Bill's background includes more than 10 years in print manufacturing management, followed by more than 30 years in business reporting on industrial manufacturing in the forest products industries, including printing and packaging at American Printer (Features Editor) and Graphic Arts Monthly (Editor in Chief) magazines; and in secondary wood manufacturing for WoodworkingNetwork.com.

Bill was deeply involved with the launches of the Woodworking Network Leadership Forum, and the 40 Under 40 Awards programs.
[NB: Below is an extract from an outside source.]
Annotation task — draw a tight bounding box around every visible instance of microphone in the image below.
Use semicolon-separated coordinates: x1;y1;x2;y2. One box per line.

He currently reports on technology and business trends and develops conference programs.

In addition to his work as a journalist, Bill supports efforts to expand and improve educational opportunities in the manufacturing sectors, including 10 years on the Print & Graphics Scholarship Foundation; six years with the U.S. WoodLinks; and currently on the Woodwork Career Alliance Education Committee. He is also supports the Greater West Town Training Partnership Woodworking Program, which has trained more than 950 adults for industrial wood manufacturing careers. 

Bill volunteers for Foinse Research Station, a biological field station staddling the border of Ireland and Northern Ireland, one of more than 200 members of the Organization of Biological Field Stations.